Naveen Joshi is also a creative writer and has published three books:
1. Apne morche par [short story collection]
2. Rajdhani ki shikar katha [short story collection]
3. Dawanal [novel]: based on Chipko movement in Uttarakhand.
Full interview in video

Full interview in video


1 comment:

vignaani said...

Thank you for the reproduction.

It is true that the journalists covering the issues of both Muslims and Dalits do not either have complete knowledge of the back-drop or have the urge to give a comprehensive coverage. Specific incidents are discussed or rather reported without the historical or the religious antecedents leading to such incidence nor the fall-out of the same. Those who attempt something of the sort are taken to be his value judgements or considered as an attempt to brain-wash the readers' views into his own religion/caste-based thinking. In the case of issues concerning Muslims, the report is criticised if it even marginally deviates from what the Quran speaks, or even if it is an interpretation different from what the vocal majority says.
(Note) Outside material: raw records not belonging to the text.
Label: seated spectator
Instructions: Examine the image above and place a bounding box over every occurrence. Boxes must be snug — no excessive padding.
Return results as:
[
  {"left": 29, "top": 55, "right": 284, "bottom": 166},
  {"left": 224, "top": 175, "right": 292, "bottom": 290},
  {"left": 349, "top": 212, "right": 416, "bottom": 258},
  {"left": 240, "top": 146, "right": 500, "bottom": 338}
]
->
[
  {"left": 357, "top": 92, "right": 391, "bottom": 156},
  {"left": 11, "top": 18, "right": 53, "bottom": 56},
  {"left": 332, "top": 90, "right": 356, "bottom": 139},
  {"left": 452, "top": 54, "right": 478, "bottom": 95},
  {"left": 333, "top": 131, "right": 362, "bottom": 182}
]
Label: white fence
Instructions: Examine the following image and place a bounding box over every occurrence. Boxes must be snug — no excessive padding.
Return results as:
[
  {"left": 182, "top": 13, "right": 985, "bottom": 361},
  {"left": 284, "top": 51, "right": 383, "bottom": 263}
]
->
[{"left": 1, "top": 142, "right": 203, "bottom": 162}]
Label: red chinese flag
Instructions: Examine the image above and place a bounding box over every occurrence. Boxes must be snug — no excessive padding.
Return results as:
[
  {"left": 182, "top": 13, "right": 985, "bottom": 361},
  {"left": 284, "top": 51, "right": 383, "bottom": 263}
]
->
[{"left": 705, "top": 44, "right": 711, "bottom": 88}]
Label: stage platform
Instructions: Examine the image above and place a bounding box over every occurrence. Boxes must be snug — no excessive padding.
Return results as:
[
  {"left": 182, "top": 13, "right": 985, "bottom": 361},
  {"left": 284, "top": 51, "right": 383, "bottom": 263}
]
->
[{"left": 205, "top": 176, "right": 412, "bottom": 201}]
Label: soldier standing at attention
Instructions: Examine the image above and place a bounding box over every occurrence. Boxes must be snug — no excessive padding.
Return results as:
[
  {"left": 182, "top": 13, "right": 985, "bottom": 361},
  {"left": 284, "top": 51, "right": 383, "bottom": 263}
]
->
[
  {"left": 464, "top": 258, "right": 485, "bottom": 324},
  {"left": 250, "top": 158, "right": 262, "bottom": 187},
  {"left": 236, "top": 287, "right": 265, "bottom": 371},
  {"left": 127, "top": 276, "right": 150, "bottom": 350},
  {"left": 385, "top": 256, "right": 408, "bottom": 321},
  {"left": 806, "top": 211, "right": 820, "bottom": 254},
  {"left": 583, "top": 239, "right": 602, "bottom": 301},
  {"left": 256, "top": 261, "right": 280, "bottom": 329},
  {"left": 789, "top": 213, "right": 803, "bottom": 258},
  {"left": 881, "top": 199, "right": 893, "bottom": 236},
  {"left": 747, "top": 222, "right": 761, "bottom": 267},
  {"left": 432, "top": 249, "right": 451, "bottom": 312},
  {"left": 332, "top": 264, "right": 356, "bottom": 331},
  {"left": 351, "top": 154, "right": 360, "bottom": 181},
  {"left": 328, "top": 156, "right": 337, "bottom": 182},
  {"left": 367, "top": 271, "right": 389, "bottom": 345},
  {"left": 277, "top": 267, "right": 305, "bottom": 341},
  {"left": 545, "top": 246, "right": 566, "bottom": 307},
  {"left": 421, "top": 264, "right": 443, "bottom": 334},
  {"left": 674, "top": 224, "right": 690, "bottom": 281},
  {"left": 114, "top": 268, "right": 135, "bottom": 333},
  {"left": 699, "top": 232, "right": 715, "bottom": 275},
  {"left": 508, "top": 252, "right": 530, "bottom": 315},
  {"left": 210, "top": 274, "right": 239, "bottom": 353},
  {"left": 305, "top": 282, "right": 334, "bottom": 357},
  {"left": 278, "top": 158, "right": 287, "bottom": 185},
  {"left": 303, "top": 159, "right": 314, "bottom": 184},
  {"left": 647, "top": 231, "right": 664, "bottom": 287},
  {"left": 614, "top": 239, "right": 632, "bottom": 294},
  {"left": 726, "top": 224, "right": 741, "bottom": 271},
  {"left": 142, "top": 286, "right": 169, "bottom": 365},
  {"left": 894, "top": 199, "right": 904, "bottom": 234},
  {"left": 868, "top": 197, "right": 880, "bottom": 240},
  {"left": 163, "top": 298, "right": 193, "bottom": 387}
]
For instance, the need of payment of Alimony to a divorced muslim woman after the 'iddat' period can not be commented upon, even if he is reporting a court judgment on the issue.
The muslims are generally considered to be intolerent of any discussion on their social practices, calling the Quran at the drop a of a hat. Such lack of discussion has led to the 'others' not having the comprehensive knowledge of thier affairs.